Sally Goldin
Sally Goldin

Reputation: 61

perl 'last' statement and variable scope

Should-be simple Perl construction is not behaving as I expect.

The @closest array holds strings of the form "NNN-NNN". I am trying to find the first array element where the initial "NNN" matches a specific value.

Since I have declared $compoundKey outside the loop, I expect it to be persistent. The loop behaves as expected, exiting when I get a match. However, after the code exits the loop, the $compoundKey variable is empty. (See log output after code. I am looking for "83". The matched element is not the last element in the array.)

    my $compoundKey;
    foreach $compoundKey (@closest)
    {
        logentry("In loop compoundKey is $compoundKey\n");
        last if ($compoundKey =~ /^$RID/);   
    }
    logentry("Outside loop compoundKey is $compoundKey\n");

Log file:

    2019-02-27 18:15:26: In loop compoundKey is 90-1287
    2019-02-27 18:15:26: In loop compoundKey is 86-1223
    2019-02-27 18:15:26: In loop compoundKey is 86-1235
    2019-02-27 18:15:26: In loop compoundKey is 87-1316
    2019-02-27 18:15:26: In loop compoundKey is 89-1219
    2019-02-27 18:15:26: In loop compoundKey is 83-1224
    2019-02-27 18:15:26: Outside loop compoundKey is 

I assume I can fix this by doing an explicit assignment of a temporary loop variable to $compoundKey, but I'm still somewhat mystified. Is there some bug in my code that I am not seeing? Or does the "last" statement in Perl behave in a totally different way than "break" in C or Java?

Thanks!

Upvotes: 3

Views: 685

Answers (1)

mob
mob

Reputation: 118605

It's not the last statement, it's the foreach statement.

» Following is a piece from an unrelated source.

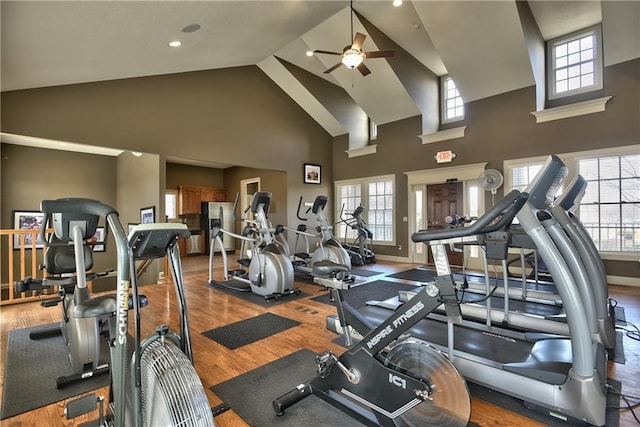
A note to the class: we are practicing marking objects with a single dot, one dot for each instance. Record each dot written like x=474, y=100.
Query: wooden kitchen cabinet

The foreach loop iterates over a normal list value and sets the scalar variable VAR to be each element of the list in turn. If the variable is preceded with the keyword my, then it is lexically scoped, and is therefore visible only within the loop. Otherwise, the variable is implicitly local to the loop and regains its former value upon exiting the loop. If the variable was previously declared with my, it uses that variable instead of the global one, but it's still localized to the loop. This implicit localization occurs only in a foreach loop. (Emphasis added).